さて、このアルバムは、ローランド・ハナが、モダン・ジャズ・カルテットのリーダー兼ピアニストのジョン・ルイスに捧げた、美しいピアノ・トリオ・アルバムで、ジョン・ルイスが、生前、最後に共演したベースのジョージ・ムラツとドラムスのルイス・ナッシュを迎えて、心地よいスイングで愛情を込めて演奏している。
サブタイトルが「ジョン・ルイスに捧ぐ」となっているが、収録曲を眺めてみると、全てがジョン・ルイスの曲で無いのが、残念と言うか不思議というか、9曲中6曲がジョン・ルイスの曲、残りの3曲がローランド・ハナの自作曲と言った「ジョン・ルイス・トリビュート」としては不思議な構成。
それでも、ローランド・ハナのピアノは、限りなく典雅で端正。クラシック・ピアニストに比肩するテクニック。ジョージ・ムラツのベースは、鋼の様にしなやかで強靱でメロディアス。ルイス・ナッシュのドラムは多彩かつ硬軟自在。収録されたどの曲も、三人三様、テクニックのあらん限りを尽くして、弾きまくり、叩きまくる。
ファンクネスとはほとんど無縁な、クラシック・ピアノの様な、典雅で堅実なインプロビゼーションがこのピアノ・トリオの特徴。

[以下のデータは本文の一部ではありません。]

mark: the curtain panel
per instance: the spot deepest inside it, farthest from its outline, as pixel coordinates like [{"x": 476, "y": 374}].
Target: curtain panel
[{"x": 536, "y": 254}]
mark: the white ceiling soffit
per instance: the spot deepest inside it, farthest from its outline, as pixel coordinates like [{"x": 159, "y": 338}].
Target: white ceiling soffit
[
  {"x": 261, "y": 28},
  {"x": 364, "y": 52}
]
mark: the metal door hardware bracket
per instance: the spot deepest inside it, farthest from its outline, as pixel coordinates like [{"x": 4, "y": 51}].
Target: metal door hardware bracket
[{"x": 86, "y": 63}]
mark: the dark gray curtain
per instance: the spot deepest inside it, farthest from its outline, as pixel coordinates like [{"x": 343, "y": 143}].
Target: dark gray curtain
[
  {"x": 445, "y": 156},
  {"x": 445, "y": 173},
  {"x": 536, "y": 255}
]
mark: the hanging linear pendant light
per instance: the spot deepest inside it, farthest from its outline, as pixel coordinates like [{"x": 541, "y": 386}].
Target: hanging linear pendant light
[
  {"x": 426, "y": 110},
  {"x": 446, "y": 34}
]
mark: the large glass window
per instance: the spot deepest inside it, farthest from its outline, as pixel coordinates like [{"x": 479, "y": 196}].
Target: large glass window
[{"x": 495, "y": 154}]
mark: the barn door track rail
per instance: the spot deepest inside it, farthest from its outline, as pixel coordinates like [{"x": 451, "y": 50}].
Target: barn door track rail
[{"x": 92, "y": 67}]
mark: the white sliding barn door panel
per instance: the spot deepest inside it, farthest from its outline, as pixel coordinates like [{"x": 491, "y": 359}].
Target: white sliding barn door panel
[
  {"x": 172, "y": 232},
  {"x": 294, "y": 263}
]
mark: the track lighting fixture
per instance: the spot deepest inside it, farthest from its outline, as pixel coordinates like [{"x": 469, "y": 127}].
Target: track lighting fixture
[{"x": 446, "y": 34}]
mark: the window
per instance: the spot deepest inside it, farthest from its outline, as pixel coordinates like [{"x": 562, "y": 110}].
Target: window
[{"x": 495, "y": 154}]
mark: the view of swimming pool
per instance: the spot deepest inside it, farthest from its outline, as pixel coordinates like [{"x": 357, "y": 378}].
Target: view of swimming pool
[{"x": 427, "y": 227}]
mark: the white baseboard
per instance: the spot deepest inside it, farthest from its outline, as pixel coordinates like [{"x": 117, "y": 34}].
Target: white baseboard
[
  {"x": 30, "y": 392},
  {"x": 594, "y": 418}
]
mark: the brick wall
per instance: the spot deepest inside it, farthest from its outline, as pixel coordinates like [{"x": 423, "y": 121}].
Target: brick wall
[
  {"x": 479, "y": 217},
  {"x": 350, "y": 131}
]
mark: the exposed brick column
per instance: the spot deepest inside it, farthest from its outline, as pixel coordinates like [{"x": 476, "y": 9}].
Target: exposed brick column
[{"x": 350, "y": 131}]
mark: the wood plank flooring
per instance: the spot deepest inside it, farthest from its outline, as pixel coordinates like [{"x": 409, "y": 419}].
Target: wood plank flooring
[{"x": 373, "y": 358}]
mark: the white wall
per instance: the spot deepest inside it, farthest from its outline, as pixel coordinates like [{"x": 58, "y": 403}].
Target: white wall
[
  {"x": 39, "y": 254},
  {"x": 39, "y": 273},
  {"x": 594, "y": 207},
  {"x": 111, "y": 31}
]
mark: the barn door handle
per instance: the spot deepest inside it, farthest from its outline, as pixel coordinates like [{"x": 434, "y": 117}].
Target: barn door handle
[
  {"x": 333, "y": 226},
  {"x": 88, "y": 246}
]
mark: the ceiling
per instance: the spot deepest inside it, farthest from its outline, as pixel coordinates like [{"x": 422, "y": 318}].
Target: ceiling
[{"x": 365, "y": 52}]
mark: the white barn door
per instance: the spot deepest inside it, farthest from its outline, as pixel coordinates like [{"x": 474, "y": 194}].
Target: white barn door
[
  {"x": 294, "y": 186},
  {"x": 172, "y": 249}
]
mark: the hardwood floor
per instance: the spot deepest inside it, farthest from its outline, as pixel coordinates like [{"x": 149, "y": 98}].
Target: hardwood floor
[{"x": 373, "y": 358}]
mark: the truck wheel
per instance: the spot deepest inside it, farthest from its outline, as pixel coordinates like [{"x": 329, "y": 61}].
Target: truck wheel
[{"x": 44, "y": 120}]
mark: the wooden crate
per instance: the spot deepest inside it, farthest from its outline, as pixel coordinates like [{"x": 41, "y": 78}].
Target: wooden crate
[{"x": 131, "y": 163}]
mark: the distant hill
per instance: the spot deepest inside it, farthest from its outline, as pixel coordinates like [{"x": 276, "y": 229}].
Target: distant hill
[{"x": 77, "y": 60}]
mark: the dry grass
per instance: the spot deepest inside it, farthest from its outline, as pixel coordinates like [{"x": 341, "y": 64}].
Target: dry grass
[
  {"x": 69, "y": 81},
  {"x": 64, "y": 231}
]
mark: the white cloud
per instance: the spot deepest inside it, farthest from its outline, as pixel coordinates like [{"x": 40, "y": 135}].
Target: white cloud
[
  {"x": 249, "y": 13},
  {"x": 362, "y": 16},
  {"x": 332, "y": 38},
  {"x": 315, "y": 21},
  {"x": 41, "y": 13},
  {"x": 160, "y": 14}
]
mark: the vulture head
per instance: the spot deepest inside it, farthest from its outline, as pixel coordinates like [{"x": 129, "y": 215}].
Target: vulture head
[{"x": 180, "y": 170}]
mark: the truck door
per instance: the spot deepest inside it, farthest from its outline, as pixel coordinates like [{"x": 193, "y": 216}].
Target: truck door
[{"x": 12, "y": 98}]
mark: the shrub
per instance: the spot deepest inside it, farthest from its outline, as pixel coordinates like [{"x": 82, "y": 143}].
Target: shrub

リズム&ビートは、徹頭徹尾、ストレート・アヘッドなジャズ。
こんなこと言っちゃなんだが、ジャズのジャケットは、必ずしもアルバムの演奏の内容を正しく反映しているものでは無い。このローランド・ハナのピアノ・トリオのアルバムなんて、このアルバムのジャケット・デザインが、どうして、タイトスカートを捲り上げて露わになった女性の美足なのかが判らない(笑)。
しかしながら、その演奏内容は「実に素晴らしい」の一言だ。 端正なハナのピアノ、太くてブンブンなムラツのベース、ガッチリとサポートするナッシュのドラム。どの曲も素晴らしい演奏です。と振り返ると、やっぱり、なぜ、このアルバムのジャケットが、タイトスカートを捲り上げて露わになった女性の美足なのかが、とんと判らないのだ(笑)。
さて、最後にジャズの面白い話を。このローランド・ハナ、なぜ「Sir」が付いているのか。ねっ、不思議でしょ。だって「Sir」とは、ナイト(騎士)称号を授与された人物への敬称ですよね。
1960年代の末、ハナは欧州やアフリカで、 アフリカの青少年たちの為の教育資金集めの為にコンサート活動を行った。その功績が認められて、リベリアの大統領ウィリアム・タゴマンから「サー」の称号を授与されたのだった。彼が「サー」の称号付きで呼ばれているのは、これまでに実行してきた数々の人道的活動の貢献によるものなのだ。